= Bienal de Quadrinhos de Curitiba =

Bienal de Quadrinhos de Curitiba is a Brazilian comic book festival held since 2011 in Curitiba.

== History ==

In 2011, the event Gibicon nº 0 ("Gibi" is an informal way of calling comic books in Brazil) took place, with the subtitle "Curitiba's International Comics Convention", organized by Quadrinhofilia Produções Artísticas with Znort Ilustradores. They were invited by Curitiba's Cultural Foundation. There were several events, such as meetings, debates, lectures and exhibitions, held in different places in Curitiba (Gibiteca de Curitiba, Museum of Photography, Memorial de Curitiba, Goethe-Institut, Alliance française, Instituto Cervantes, Sesc Paço da Liberdade and Jokers Pub), with 32 Brazilian guests and seven international guests: Hervé Bourhis, Fabio Civitelli, Lucio Filippucci, Jens Hardes and Salvador Sanz. The event, which was made as a pilot project in anticipation of the 30th anniversary of Gibiteca (which would take place in 2012), had as main objective to assess the receptivity of the local public to this kind of event.
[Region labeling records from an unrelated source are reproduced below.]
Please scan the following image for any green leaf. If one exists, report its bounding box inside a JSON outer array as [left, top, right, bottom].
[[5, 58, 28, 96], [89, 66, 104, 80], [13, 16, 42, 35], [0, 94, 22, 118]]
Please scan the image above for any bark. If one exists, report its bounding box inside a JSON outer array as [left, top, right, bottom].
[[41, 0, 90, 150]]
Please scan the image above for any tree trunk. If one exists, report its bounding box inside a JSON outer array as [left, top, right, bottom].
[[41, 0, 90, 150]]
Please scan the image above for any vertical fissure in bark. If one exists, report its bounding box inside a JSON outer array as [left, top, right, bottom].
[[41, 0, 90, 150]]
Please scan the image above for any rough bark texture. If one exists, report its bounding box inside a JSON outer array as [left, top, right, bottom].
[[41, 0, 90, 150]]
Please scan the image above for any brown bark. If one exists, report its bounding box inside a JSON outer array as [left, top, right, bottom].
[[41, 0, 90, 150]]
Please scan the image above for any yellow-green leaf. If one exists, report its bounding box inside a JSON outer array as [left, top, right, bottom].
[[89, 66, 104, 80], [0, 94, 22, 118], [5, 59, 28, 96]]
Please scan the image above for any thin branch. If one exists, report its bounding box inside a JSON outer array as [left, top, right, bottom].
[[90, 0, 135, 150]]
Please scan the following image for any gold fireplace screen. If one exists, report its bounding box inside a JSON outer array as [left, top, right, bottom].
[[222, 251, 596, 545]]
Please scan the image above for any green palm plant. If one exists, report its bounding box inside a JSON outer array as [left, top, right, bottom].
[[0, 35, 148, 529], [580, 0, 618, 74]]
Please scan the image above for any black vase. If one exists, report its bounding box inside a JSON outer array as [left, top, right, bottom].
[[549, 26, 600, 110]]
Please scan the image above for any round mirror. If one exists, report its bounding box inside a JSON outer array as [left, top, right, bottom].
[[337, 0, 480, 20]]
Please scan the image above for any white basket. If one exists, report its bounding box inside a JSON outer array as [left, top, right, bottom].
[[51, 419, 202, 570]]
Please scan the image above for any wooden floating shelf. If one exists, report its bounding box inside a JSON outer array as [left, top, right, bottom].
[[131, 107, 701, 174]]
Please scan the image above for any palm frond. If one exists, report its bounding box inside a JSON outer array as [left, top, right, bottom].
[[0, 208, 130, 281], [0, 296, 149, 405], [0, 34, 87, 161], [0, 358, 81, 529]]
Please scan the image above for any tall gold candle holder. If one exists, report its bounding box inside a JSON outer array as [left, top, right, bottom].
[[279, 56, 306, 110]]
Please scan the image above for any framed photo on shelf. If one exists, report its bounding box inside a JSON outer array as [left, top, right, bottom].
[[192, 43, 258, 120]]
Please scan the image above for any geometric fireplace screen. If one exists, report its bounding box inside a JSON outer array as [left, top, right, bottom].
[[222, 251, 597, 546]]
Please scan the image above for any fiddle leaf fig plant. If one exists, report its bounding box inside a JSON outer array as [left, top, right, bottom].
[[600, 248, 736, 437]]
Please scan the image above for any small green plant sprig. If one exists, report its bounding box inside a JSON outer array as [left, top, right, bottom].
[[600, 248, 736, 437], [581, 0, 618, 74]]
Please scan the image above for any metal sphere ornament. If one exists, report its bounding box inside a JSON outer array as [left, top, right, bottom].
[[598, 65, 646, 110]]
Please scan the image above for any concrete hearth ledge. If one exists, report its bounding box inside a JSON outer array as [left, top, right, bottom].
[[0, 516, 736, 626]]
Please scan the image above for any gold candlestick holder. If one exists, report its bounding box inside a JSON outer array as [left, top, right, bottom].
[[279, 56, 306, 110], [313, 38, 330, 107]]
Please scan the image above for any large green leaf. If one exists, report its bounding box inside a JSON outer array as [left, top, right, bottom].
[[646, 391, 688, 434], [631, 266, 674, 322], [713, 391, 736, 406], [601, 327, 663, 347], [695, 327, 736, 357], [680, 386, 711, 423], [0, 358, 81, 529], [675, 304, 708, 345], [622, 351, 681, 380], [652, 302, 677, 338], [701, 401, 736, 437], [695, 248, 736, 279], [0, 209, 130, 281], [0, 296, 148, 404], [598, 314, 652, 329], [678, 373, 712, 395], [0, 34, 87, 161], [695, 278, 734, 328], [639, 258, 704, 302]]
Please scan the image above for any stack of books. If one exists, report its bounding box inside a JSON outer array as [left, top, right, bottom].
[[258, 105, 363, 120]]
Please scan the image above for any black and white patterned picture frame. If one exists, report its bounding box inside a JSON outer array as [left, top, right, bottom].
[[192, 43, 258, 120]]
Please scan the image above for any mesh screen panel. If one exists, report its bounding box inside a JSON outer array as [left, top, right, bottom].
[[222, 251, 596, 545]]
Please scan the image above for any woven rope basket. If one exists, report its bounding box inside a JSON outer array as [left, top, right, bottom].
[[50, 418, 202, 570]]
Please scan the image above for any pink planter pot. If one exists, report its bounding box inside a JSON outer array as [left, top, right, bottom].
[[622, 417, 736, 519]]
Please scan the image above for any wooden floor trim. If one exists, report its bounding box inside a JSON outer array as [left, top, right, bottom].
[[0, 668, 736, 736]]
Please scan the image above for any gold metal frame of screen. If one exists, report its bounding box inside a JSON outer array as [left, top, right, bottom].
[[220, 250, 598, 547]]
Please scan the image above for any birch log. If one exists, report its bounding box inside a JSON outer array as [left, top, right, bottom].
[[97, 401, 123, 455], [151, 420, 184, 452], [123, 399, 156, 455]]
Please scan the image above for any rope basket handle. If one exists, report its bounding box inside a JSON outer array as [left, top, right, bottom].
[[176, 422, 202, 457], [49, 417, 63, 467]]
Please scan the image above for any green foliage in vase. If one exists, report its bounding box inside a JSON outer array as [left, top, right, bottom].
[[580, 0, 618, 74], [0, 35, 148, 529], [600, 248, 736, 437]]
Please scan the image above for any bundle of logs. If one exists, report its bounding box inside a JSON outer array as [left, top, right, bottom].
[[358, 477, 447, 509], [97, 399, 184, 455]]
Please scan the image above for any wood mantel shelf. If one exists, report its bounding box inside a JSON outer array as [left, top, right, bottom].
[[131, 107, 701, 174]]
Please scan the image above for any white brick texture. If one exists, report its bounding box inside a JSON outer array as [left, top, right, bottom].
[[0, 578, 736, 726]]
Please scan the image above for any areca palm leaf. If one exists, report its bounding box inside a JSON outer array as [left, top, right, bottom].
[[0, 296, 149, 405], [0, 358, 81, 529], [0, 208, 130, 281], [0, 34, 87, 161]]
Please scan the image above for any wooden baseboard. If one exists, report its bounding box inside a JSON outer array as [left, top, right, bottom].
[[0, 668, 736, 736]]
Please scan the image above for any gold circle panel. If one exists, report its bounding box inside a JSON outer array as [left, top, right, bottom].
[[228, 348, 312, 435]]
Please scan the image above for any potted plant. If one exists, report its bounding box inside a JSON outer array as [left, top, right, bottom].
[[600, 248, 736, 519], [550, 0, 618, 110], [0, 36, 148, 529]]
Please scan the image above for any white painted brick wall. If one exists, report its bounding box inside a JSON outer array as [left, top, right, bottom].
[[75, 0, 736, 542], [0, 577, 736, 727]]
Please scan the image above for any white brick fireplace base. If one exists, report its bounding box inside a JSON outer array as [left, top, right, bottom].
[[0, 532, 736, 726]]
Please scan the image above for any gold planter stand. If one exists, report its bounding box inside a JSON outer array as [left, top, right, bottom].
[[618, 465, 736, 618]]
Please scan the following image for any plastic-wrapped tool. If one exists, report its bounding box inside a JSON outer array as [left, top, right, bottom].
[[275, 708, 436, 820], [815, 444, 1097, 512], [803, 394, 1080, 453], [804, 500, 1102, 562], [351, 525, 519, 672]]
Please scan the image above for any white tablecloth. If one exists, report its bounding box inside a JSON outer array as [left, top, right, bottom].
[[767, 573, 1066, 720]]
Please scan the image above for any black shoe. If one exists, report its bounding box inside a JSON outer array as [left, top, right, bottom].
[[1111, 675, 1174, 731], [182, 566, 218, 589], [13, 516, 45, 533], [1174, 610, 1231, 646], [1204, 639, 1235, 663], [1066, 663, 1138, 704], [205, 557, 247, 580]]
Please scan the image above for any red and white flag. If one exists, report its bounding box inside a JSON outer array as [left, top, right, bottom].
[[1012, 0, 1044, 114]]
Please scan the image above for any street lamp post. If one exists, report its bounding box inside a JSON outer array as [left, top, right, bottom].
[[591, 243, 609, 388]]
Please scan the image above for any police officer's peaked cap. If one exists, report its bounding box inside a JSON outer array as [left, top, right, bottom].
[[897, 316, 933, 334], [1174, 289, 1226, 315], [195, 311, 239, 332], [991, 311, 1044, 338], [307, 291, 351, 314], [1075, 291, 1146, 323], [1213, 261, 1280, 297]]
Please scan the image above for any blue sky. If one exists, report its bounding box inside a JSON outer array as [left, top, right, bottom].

Gibicon reached about 10 thousand visitors in the "test" edition, so the event became regular from 2012 with Gibicon nº 1, this time effectively celebrating the 30th anniversary of Gibiteca de Curitiba. The event, whose periodicity was defined as a biennial for the subsequent editions, continued to be held in several locations around the city and increased the number of guests and related activities. The main activity was the exhibition Tesouros da Grafipar, in honor of Grafipar, a historic publishing house from Paraná.

In 2014, Gibicon nº 2 stopped being held in several places, concentrating its activities in the Municipal Museum of Art (MuMA). Exhibitions were held in honor of artists Solda (who also won the first edition of the Claudio Seto Award, started this year), David Lloyd, Kim Jung Gi, among others. This edition reached 20 thousand visitors and had more than 30 booths, in addition to several tables of independent artists.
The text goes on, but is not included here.